External anchoring frequency requirements by conformance level:

Table 3
Level Minimum Frequency Maximum Delay
Bronze Optional N/A
Silver Daily 24 hours
Gold Hourly 1 hour

Some operational scenarios may require delayed outcomes:

  • Human review processes may take minutes, hours, or days
  • System crashes may delay outcome logging until recovery
  • Network failures may delay Transparency Service registration

Implementations SHOULD document expected latency bounds in their Registration Policy. Extended delays SHOULD trigger monitoring alerts.

5.6. Conformance

An implementation conforms to this specification if it satisfies the following requirements:

  • MUST: Every logged ATTEMPT has exactly one Outcome
  • MUST: Outcomes reference ATTEMPTs via attemptId
  • MUST: Prompt content is hashed, not stored in cleartext
  • MUST: Signed Statements are encoded as COSE_Sign1
  • MUST: ATTEMPT is logged before safety evaluation

All other requirements (SHOULD, RECOMMENDED, MAY) are guidance for interoperability and security best practices but are not required for conformance.

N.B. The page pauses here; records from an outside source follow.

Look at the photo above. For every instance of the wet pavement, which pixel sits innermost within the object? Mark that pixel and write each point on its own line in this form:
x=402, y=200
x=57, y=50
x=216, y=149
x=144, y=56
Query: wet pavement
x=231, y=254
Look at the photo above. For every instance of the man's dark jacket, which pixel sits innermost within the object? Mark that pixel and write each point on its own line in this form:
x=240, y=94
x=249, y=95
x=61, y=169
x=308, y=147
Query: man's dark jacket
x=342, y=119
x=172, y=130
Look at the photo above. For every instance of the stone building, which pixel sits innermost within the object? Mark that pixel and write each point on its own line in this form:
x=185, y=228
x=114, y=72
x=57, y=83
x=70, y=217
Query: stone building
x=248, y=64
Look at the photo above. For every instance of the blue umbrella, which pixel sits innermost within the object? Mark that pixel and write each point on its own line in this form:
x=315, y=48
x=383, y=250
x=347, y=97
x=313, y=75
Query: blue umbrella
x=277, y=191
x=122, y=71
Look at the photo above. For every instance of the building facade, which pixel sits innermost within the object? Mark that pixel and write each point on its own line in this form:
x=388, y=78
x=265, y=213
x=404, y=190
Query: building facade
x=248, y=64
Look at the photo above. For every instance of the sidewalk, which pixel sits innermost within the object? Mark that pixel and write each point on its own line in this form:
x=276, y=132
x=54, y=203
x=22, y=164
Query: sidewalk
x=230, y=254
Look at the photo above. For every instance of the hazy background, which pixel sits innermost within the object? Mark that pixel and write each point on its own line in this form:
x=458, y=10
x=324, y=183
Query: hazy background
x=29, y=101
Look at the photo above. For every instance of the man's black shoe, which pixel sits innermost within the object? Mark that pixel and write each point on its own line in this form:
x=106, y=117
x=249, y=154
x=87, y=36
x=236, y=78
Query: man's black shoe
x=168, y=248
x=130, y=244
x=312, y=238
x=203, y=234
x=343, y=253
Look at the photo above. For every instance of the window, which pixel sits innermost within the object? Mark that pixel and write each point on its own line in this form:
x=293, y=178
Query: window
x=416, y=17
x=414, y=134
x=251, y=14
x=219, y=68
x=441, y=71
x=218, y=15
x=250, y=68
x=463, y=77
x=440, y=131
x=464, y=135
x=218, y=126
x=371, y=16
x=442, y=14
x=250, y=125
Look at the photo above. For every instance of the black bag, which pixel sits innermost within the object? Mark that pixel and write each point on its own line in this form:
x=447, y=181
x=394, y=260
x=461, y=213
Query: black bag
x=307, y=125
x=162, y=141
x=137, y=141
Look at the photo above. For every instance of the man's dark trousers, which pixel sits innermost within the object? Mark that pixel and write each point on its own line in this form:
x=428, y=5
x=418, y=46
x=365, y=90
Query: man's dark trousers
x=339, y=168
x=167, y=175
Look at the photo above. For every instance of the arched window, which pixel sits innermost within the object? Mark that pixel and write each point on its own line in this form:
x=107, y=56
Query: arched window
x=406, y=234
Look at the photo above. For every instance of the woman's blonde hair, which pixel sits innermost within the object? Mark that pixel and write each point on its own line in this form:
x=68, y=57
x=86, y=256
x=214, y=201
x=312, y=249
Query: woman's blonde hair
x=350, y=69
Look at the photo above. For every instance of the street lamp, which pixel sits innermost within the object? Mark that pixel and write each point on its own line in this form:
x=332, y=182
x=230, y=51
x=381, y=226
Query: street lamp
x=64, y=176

Implementations MAY extend the data model with additional fields provided the core conformance requirements are satisfied.

Implementations claiming a specific conformance level (Bronze/Silver/Gold) MUST satisfy all requirements for that level as defined in Section 3.

6. Data Model

This section defines example payloads for ATTEMPT, DENY, GENERATE, and ERROR Signed Statements. These are encoded as JSON payloads. This data model is non-normative; implementations MAY extend or modify these structures provided the conformance requirements in Section 5.6 are satisfied.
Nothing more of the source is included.